Behandlungsarten und Behandlungsmethoden

Ergotherapeutische Behandlungsarten
Ergotherapie findet grundsätzlich auf ärztliche Verordnung hin statt. Sie kann z.B. durch Hausärzte, Kinderärzte, Sozialpädiatrische Zentren (SPZ), den Kinder- und Jugend- Gesundheitsdienst (KJGD), Neurologen, Psychologen, Psychiater und Orthopäden erfolgen.
Dabei können unterschiedliche Behandlungsarten verordnet werden.
Blankoverordnung:
Bei der Blankoverordnung kann ärztlich
- eine motorisch- funktionelle Behandlung,
- ein Hirnleistungstraining oder
- eine psychisch funktionelle Behandlung
angeordnet werden.
Die Länge einer Behandlungseinheit und die Häufigkeit werden nach aktuellem Bedarf individuell mit Ihnen abgestimmt.
Der Gültigkeitszeitraum Ihrer Verordnung beträgt 16 Wochen ab dem Ausstellungsdatum und ist nicht verlängerbar. Diese Art der Verordnung fällt nicht in das ärztliche Budget.

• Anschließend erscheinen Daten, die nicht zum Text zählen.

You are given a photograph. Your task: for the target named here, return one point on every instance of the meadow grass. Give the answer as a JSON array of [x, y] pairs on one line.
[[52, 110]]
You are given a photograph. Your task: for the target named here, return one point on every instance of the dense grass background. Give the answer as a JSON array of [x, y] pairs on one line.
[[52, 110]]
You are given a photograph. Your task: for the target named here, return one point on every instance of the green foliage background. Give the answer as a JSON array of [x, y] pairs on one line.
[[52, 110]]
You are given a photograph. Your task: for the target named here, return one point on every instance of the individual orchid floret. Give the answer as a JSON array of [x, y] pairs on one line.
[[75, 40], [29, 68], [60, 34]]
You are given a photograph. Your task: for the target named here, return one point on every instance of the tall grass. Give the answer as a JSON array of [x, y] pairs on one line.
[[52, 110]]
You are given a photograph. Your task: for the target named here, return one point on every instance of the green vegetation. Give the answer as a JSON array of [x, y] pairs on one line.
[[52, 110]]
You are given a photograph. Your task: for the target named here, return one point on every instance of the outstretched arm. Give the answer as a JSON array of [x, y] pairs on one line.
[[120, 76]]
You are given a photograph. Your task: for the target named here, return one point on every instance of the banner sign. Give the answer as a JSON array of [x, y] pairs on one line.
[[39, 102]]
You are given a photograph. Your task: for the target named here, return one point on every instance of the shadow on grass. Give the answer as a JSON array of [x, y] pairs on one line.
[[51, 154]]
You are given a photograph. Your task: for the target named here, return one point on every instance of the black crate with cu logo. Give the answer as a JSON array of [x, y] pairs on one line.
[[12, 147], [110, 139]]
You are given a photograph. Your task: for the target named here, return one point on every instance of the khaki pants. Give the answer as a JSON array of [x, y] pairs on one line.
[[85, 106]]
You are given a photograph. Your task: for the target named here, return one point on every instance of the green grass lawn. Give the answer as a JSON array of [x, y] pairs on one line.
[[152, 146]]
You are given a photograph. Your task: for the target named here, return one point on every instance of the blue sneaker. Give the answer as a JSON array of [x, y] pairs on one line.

Motorisch- funktionelle Behandlung:
Bei der motorisch- funktionellen Behandlung stehen die Verbesserung und der Erhalt Ihrer Beweglichkeit im Focus.
Sensomotorisch- perzeptive Behandlung:
Bei der sensomotorisch- perzeptiven Behandlung werden Ihre Wahrnehmungsfähigkeit und die situationsgerechte Verarbeitung unterschiedlicher Reize trainiert. Daraus resultiert eine Verbesserung des situationsgerechten motorischen und sozialen Verhaltens.
Psychisch- funktionelle Behandlung:
Bei der psychisch- funktionellen Behandlung stehen Ihre Belastbarkeit und Ausdauer im Hinblick auf Ihre Berufsfähigkeit und Teilhabe im Alltagsleben im Vordergrund.
Hirnleistungstraining:
Beim Hirnleistungstraining geht es um die Verbesserung und den Erhalt Ihrer Gedächtnisleistungen und Orientierungsfähigkeit in Bezug auf Zeit, Ort, Person und Situation.
Thermische Anwendungen:
Thermische Anwendung sind ausschließlich als Ergänzung zu motorisch- funktionellen oder sensomotorisch- perzeptiven Behandlungen verordnungsfähig. Sie dienen der Intensivierung und besseren Nachhaltigkeit Ihrer Behandlung.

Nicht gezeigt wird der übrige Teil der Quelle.